法螺吹きコンビ
半年放置してたのか……(困惑)
法螺吹き少女と出会って一夜明かした。
戦利品を相棒に積みこみ、更に少女をも乗せる。
僕も法螺吹きになった。
大言壮語を吐き出す稀代の大法螺吹きだ。
ビッグになりたい僕には丁度いい大きさである。
なにせ、僕には実力も、運も、実績も、何もかもが小さすぎてゴミ屑の様だからだ。
今はそれでいい。
ここからジョブチェンジをする可能性も無くはない。
僕は意識を後ろに向ける。
僕のお腹に腕を回してしっかりと掴んでいる少女。
自称当代雨を降らせる者。
誰もが笑い飛ばすであろう存在。
僕も散々笑い飛ばしたうえでその存在を信じた。
いや、僕は人生をこの雨を降らせる者を名乗る少女に賭けしたのだ。
「そう言えば、なんですけど……」
「なにー?」
「私たち、お互いのことを全然知らないんですけど……」
雨を降らせる者が今さらそんなことを言ってきた。
そりゃそうだ。
僕は彼女が何者なのかを訊ねて、彼女は役職を答えただけにすぎない。
僕も同じく彼女に水の幻を追う愚者という役職を仄めかしたに過ぎない。
身体だけの関係ならぬ、お互いの利益だけの関係でいいのかと思っていたらそうではなかったようだ。
こやつ、どうやらすこし間が抜けてるようだ。
「すみません、ナンパな人とはお付き合いしてはダメと旅の途中であった女の人に言われたので……」
「いやいや!! そんな意図はこれっぽっちもないんですけど!? むしろ逆にこれから旅の同行者になるのに名前も知らないほうがおかしいと思いません?! しかも私が振られるパターンなんですけど!?」
一息で言い切る彼女は突っ込みの素養もあるようだ。
なるほど、適度にボケててツッコミも出来ると言うのなら旅の同行者としてはもう文句はない。
とは言え、だ。
僕と彼女は信頼関係の上に成り立っている間柄ではない。
僕が一方的に彼女に賭けて、彼女は僕を利用しているだけに過ぎない。
名前を教える、と言うことは慣れ合いになり、その慣れ合いがいつしか身を蝕む毒になることもないわけではない。
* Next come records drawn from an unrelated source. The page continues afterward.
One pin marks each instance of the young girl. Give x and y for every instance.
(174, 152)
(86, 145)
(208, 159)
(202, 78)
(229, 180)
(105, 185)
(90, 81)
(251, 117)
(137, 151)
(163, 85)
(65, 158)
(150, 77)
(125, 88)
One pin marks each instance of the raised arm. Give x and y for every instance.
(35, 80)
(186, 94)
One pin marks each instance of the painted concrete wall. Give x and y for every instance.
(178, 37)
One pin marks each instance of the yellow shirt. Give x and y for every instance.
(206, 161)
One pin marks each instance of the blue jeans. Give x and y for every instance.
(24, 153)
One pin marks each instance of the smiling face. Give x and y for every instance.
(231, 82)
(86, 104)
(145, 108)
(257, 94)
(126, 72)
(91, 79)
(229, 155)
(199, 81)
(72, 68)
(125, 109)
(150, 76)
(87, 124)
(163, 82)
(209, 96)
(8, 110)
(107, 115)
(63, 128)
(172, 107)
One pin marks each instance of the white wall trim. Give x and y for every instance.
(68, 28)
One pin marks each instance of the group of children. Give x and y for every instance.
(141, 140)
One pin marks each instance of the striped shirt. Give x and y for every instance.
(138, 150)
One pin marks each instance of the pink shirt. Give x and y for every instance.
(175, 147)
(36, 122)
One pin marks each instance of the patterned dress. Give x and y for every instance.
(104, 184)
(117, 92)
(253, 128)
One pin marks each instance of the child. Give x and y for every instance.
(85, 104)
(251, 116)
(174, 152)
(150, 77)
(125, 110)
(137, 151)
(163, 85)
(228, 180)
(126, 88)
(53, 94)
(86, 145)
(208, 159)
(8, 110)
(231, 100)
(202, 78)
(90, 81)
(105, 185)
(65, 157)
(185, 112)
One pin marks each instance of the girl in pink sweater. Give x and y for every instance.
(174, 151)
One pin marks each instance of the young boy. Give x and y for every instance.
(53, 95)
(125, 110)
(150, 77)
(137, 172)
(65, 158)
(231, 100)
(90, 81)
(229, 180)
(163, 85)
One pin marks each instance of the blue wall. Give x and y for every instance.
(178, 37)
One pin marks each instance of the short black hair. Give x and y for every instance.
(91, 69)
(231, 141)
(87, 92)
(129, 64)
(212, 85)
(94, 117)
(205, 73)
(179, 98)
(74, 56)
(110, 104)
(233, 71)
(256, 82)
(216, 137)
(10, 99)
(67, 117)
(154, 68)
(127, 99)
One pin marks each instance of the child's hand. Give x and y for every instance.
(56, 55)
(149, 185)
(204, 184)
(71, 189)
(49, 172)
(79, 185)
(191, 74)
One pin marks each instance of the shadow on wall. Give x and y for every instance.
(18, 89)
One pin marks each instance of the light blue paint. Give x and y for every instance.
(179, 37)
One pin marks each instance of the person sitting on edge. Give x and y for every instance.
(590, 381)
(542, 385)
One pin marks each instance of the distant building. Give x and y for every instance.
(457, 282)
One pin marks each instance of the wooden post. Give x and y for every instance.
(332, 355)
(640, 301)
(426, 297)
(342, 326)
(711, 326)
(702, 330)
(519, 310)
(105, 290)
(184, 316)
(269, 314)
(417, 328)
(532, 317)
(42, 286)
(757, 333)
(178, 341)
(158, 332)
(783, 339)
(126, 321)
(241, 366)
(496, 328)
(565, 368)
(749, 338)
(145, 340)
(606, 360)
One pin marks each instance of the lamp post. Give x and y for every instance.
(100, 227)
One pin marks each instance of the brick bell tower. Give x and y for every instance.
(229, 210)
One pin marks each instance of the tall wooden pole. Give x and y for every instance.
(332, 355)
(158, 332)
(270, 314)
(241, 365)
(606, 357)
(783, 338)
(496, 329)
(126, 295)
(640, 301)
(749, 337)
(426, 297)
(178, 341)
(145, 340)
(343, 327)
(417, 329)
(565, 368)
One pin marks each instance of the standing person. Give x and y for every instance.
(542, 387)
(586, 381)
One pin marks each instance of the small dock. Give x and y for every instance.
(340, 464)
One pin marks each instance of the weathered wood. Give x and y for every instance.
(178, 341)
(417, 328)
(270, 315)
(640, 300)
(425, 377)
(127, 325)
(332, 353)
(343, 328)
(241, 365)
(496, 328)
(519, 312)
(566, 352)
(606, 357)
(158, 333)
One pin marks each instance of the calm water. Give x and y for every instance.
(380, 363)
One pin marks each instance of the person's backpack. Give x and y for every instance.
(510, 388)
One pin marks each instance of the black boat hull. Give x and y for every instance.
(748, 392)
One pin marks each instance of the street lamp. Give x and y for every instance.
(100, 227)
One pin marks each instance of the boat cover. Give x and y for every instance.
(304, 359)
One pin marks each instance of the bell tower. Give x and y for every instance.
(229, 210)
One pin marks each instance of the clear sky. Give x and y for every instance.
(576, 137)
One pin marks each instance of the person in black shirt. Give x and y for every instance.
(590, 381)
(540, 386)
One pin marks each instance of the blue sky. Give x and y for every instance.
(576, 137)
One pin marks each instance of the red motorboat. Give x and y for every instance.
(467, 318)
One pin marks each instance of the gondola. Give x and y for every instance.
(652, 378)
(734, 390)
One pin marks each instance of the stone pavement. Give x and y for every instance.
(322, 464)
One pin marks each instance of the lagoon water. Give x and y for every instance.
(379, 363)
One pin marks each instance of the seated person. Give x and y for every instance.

それでも、呼び方を決めないとお互いに面倒なのには違いない。
「じゃあ僕の事は愚か者って呼んでくれればいいよ」
それは僕らしい僕の偽名。
本当の名前よりもしっくり馴染んだ偽名は僕という存在を体現している。
「愚か者……本名ですか?」
「なわけないじゃん。誰が好きこのんで子供にばかみたいな名前をつけるのさ」
「あー、大変動以前の時代にはあったみたいですけどね。キラキラネームとかDQNネームっていうらしいですよ」
「……マジか」
「マジです」
それは愚かとかじゃなくてもはや屑なんじゃないですかねえ……。
大変動、まだこの大地が雨を忘れていない豊かな時代。
水が豊富だと大地には緑が芽吹くのは水源の近くを見ていれば分かるが、水が多過ぎたら人間の頭には花畑が現れるのだろうか?
雨を降らせて世界は本当に大丈夫なのだろうか。
僕のやる気が萎えたのを感じ取ったのか、少女は慌てて言い募る。
「いや、でも、その変な名前をつけるのは一部の頭が湧いてる人間だけなので全員が全員そんな変な名前じゃないんですよ!!」
「……大変動以前の時代の人間の頭がお花畑だった話は横に置いて、だ。僕は君をなんて呼べばいい?」
僕は少女に問いを投げかける。
僕は自分の名を偽った。
それは慣れ合いを防ぐための自衛であり、不便さを解消するものでもある。
そして、お互いの認識を利益だけの関係とする誓いでもある。
互いに利用し、互いに利用されよう。
利用価値がなくなった時、僕らはお互いに関係を切る間柄なのだと。
それは彼女も分かっているだろう。
だからこそ、僕は自らを愚か者だと言った。
信頼関係を築くことを恐れる僕は本当に愚か者だから。
「なら、レインと読んでください」
「それは本名?」
「いいえ、偽名です」
「なるほど、凄い安直な偽名だね」
「貴方ほど酷くはないですよ!!」
僕らは名前すら法螺を吹く。
なるほど、僕たちはいい法螺吹きコンビになれそうだ。
僕は幻の水が見せる虚構の世界を眺めながらそう思った。